Robert and Donald Cameron are twins in a Scottish family which is separated by the death of the mother. Robert is brought to America by his father, and Donald is adopted by a family named McNish. Robert prospers in the new land, but Donald goes to the bad, runs away to sea and becomes a smuggler of Chinese to America. On one of his expeditions he scuttles a junk, or Lorcha, and a hundred Chinese perish. The only survivor is the cook, a half-breed, John Soy. Soy and an Irish soldier of fortune. Murphy, aid the kinsmen of the dead in a world-wide search for McNish.

One day Murphy sees Cameron, mistakes him for his brother, McNish, and puts the avengers on his track. Cameron, who has a fine Connecticut estate, receives a warning from the Chinese, the only signature being a silhouette of the Sable Lorcha, or funeral ship. Apparently before his very eyes his portrait has been beheaded. A second warning is received. Cameron at once sends for a young friend and neighbor, Phillip Clyde, who is in love with Cameron's niece and ward, Evelyn Grayson. The second threat is carried out by the crashing to atoms of a mirror by unseen hands. Cameron and Clyde are mystified as a third threat comes, declaring that before the morning of the third day Cameron will pass from sight of man. The two men go to sea in a yacht, but the avengers follow in a fast tug, drop Soy in an open boat in the yacht's course and put their man on board when he is picked up in the belief that he is a castaway fisherman. Soy now uses a Chinese anaesthetic with which he has performed the other two mysteries. Cameron and Clyde are rendered unconscious and the former is taken off to the tug. In a box the doomed man is taken to Chinatown, where revenge is to be obtained. Later Clyde comes ashore, meets Soy by chance, and follows him to a Chinatown cellar. There a box is found similar to the one in which Cameron is being taken from the yacht. It contains nothing, however, but Chinese merchandise, and while Clyde goes to seek aid from the police the box containing Cameron is taken away.

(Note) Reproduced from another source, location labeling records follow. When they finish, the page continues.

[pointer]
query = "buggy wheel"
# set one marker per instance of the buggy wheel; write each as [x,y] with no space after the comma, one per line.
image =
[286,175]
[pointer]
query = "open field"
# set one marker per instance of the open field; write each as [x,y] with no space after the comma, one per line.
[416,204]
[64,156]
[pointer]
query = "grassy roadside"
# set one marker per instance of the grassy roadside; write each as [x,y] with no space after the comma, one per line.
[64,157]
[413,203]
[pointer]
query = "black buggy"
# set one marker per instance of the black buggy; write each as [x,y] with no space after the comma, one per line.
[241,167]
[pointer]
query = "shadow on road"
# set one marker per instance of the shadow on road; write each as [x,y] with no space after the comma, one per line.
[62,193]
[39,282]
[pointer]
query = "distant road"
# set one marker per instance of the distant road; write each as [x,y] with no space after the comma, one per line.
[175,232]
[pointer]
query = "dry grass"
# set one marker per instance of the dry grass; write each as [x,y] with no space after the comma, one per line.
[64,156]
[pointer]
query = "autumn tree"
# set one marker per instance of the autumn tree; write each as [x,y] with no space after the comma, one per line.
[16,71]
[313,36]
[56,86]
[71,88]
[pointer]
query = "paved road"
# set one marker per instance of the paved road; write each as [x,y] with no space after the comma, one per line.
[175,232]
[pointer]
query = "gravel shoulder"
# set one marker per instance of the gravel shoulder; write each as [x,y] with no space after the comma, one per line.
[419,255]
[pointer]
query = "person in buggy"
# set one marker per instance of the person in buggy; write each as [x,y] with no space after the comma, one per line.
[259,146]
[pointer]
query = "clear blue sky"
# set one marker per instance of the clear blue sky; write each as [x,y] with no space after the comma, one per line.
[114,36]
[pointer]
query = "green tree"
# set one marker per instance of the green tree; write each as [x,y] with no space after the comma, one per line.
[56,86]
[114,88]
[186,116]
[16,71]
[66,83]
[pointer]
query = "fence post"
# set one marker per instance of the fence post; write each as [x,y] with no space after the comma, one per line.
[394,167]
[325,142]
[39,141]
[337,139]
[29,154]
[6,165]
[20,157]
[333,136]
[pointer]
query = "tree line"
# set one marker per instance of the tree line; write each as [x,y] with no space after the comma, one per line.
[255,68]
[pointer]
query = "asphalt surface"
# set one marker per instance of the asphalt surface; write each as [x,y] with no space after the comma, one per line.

Meanwhile, in front of Cameron's Fifth Avenue mansion, appears an unkempt and sickly individual who later is found to be McNish. He has escaped from two Chinamen who thought he was Cameron. The police follow one of the avengers to a house in Chinatown, where a large tank has been prepared and Cameron is to be bound while the water rises and brings slow torture and death. They arrive with McNish in time to reveal the error of the Chinese and McNish, the guilty one, dies. Thus is solved the mystery of "The Sable Lorcha.